Françoise Tulkens. © Belga

Exclusif : le premier rapport d’évaluation de la lutte antidiscrimination

Le Vif

Cinq ans de retard, quatre mois de blocage mais on y est… Le premier rapport d’évaluation de la législation fédérale relative à la lutte contre les discriminations a été transmis à la Secrétaire d’Etat à l’égalité des chances, Zuhal Demir (N-VA). Il est destiné aux députés, qui décideront du suivi des 33 recommandations. Pour Françoise Tulkens, présidente de la commission d’évaluation, les discriminations « minent la démocratie ».

Le 10 mai 2007, trois lois ont réformé profondément le droit de l’anti-discrimination et accru la protection des droits fondamentaux des personnes. Transpositions de directives européennes, elles concernent l’origine raciale ou ethnique, le genre, l’âge, le handicap, l’orientation sexuelle, les convictions religieuses ou politiques, la santé aussi.

UNIA, le centre interfédéral pour l’égalité des chances, est compétent pour traiter l’ensemble de ces discriminations, excepté celles qui sont fondées sur le genre (protégées, elles, par l’Institut pour l’égalité des femmes et des hommes) et celles basées sur la langue, toujours dépourvue d’organisme de protection.

Ces trois lois de 2007 devaient faire l’objet, tous les cinq ans, d’une évaluation par le parlement. Sont-elles appliquées ? Atteignent-elles leur but ? Mais le politique a tardé, empêtré dans ses divergences de vues et d’intérêts Nord/Sud sur la notion de discrimination. En 2012, silence.
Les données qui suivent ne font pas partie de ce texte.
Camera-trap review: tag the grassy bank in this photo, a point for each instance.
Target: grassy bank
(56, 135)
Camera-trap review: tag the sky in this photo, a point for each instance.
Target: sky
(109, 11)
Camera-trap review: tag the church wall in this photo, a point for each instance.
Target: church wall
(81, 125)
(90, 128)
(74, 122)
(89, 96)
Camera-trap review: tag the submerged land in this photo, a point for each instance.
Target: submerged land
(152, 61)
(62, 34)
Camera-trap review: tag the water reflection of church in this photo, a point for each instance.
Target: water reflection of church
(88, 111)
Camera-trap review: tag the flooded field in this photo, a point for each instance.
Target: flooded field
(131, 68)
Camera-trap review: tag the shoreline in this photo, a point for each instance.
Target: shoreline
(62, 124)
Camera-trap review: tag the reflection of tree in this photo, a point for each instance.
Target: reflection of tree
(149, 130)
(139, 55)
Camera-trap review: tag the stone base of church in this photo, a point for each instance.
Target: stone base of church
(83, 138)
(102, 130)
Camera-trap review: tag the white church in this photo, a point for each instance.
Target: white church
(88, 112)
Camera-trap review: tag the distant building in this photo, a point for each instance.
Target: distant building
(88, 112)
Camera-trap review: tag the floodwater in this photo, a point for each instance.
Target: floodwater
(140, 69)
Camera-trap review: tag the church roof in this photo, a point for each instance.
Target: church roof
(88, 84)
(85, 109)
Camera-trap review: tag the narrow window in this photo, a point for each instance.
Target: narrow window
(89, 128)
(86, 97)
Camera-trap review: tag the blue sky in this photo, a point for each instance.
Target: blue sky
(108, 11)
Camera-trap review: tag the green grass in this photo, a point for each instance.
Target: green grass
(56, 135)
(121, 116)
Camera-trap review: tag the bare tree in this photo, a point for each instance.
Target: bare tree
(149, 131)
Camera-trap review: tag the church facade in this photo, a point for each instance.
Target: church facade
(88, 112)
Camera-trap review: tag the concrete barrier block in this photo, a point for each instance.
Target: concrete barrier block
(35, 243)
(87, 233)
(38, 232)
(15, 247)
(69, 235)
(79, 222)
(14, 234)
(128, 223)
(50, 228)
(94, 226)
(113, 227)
En novembre 2015, les douze experts chargés de l’évaluation sont enfin désignés pour cinq ans : deux représentants de la magistrature, deux du barreau, quatre du Conseil National du Travail et quatre membres désignés par la Secrétaire d’Etat à l’égalité des chances. Limités à dix séances de travail, auditions comprises, ils ont eu six mois, d’août 2016 à janvier 2017, pour rédiger un premier rapport d’évaluation, sous la présidence de Françoise Tulkens, ancienne juge et vice-présidente de la Cour européenne des droits de l’homme.

L’évaluation des lois, peu courante en Belgique, vous paraît fondamentale…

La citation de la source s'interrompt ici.